The scoreline wasn't a true representation of the game as a whole but was a true representation of clinical unselfish finishing. Fulham's first touch passing at the start was delightful, in contrast we kept getting bogged down with the ball, and no amount of booing was going to stop Parker running the show and displaying what a wonderful footballer (if not person) we developed.
That was Friday, Saturday night I still had my weekend spending money in my pocket and was going to, to.......the pictures? But this, again I say it, was no ordinary film. This was Northern Soul and I'd been waiting a long time to watch it.
A small British independent film, the release had been delayed for months before finally hitting the big screen a week ago, yet major cinema corporations had turned their noses up at it even if Steve Coogan and Ricky Tomlinson had both been recruited for small cameo parts in an effort to raise it's prominence.
Had I wanted to watch it during it's first week I'd have had to travel to Victoria, by waiting it came to Horsham, still the only place between London and Brighton showing it and even this was in a small cinema screen on the side of the theatre.
The time had come though, I had arranged a pre-film pint with a Crystal Palace supporting fellow scooter rider that I knew through work, Northern Soul doing again what it had done the first time around - breaking down barriers!
I'm no film critic, believe me I just manage to survive muddling through writing about football, but this was all it promised and more. Set obviously in a northern town during the early seventies at a time of general gloom, it dealt with issues such as bullying, racism and general hatred and distrust of the system by bonding the young people of this and surrounding towns with unknown soul music from across the Atlantic.
The film was a very close representation of the time, the clothes, the school, the attitude, the murkiness, but also surprised me with one or two things I wasn't aware of. I knew about the amphetamines (how else could you dance all night long?) but wasn't aware of the needle epidemic being around then, I always presumed that came later.

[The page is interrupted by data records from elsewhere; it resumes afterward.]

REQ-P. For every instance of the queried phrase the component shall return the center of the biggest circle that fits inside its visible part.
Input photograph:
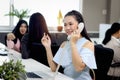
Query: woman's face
(23, 28)
(70, 24)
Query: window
(49, 8)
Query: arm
(76, 58)
(47, 44)
(24, 46)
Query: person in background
(13, 39)
(31, 42)
(75, 55)
(112, 41)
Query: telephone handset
(80, 26)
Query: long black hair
(37, 27)
(79, 18)
(114, 28)
(16, 30)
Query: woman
(75, 55)
(13, 40)
(31, 42)
(111, 40)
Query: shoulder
(89, 45)
(63, 44)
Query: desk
(33, 66)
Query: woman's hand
(46, 41)
(10, 36)
(75, 36)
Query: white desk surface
(32, 65)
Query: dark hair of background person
(114, 28)
(37, 27)
(16, 30)
(79, 18)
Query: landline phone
(80, 26)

The storyline mirrored the gloominess of the surroundings with a darker undercurrent and moments of true sadness, yet at the heart of it all was some great dancing and even better soul music (about forty different tunes). I may have been shocked when it opened up to the hippie sounds of Melanie singing but that was soon blown away when the first soul record was spun in the local youth club.
It's already available to buy on DVD, ask for a copy for Christmas if you can wait that long, it was well worth missing a football match for. Northern Soul wasn't just breaking down the walls of heartache, it was breaking down the walls of bigotry, fascism, boredom and depression. Quite monumental when you think about it.
All quite fitting really when you realise that Fulham used their fixture against us on Friday night as their 'Season of Action' game to promote Kick it Out, an organization combating racism and discrimination in football. I shouldn't think playing Northern Soul would be a good idea at the Cottage though, I can't imagine that stand at the Putney end is strong enough survive the dancing!